Para Menlu tersebut yakni Menlu Albania, Andorra, Australia, Belgia, Bosnia dan Herzegovina, Kanada, Estonia, Jerman, Islandia, Indonesia, Kosovo, Liechtenstein, Libya, Malawi, Mongolia, Selandia Baru, Norwegia, Swedia, Tonga, dan Inggris.
Mereka mendesak Taliban untuk memenuhi komitmen mereka kepada rakyat Afghanistan dan untuk mematuhi konvensi internasional yang telah dipatuhi Afghanistan.
"Sebagai perempuan dan sebagai menteri luar negeri, kami sangat kecewa dan prihatin bahwa anak perempuan di Afghanistan ditolak aksesnya ke sekolah menengah musim semi ini," tulis pernyataan pada Senin (28/3/2022).
Mereka menyerukan kepada Taliban untuk membalikkan keputusan dan untuk memberikan akses yang sama ke semua tingkat pendidikan, di semua provinsi Afghanistan.
Baca juga: Penutupan Akses Sekolah Menengah Perempuan Afghanistan Picu Keprihatinan RI
Para Menteri mengeluhkan keputusan Taliban untuk menangguhkan kelas menengah sampai pemberitahuan lebih lanjut sangat mengganggu.
Para Menlu juga berulang kali mendengar komitmen Afghanistan untuk membuka semua sekolah untuk semua anak, termasuk anak perempuan.
"Kesulitan praktis dalam menerapkan kebijakan pendidikan non-diskriminatif harus diatasi"” ujar para Menlu.

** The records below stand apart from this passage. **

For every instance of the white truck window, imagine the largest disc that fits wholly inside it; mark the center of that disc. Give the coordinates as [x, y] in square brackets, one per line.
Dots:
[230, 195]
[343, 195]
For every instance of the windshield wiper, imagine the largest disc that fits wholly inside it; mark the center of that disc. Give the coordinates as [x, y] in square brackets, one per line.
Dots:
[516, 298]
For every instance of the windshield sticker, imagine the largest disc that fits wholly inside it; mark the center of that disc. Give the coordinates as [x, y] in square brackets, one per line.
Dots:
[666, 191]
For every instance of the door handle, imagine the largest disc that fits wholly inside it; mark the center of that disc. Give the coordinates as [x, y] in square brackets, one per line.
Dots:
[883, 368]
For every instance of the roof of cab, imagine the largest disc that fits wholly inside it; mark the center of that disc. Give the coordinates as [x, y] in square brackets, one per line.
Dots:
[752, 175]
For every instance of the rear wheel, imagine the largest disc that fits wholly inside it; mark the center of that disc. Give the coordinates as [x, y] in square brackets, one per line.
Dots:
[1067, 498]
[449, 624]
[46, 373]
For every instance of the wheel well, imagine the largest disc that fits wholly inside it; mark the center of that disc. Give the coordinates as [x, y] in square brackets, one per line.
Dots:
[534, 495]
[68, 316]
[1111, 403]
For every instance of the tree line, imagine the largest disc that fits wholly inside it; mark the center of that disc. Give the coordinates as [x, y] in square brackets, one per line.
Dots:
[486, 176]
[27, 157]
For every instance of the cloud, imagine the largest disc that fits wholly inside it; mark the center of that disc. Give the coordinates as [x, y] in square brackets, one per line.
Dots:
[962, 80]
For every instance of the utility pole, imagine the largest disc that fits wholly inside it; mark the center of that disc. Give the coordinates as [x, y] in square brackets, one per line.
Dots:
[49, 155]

Setiap musim semi, pembukaan kembali sekolah di Afghanistan datang dengan harapan dan harapan besar dari jutaan siswa: untuk bertemu teman sekelas dan teman lagi, untuk melanjutkan pembelajaran dan pelatihan, dan untuk mengambil langkah maju dalam hidup.
Namun Taliban mengumumkan sekolah menengah perempuan akan ditutup, beberapa jam setelah dibuka kembali untuk pertama kalinya dalam hampir tujuh bulan.
Perubahan kebijakan Taliban yang tiba-tiba ini membuat siswa perempuan di atas kelas enam tidak akan bisa bersekolah.
Sebuah pemberitahuan Kementerian Pendidikan mengatakan pada Rabu (23/3/2022) bahwa sekolah untuk anak perempuan akan ditutup sampai rencana disusun sesuai dengan hukum Islam dan budaya Afghanistan, mengutip pemberitaan Kantor Berita Pemerintah setempat.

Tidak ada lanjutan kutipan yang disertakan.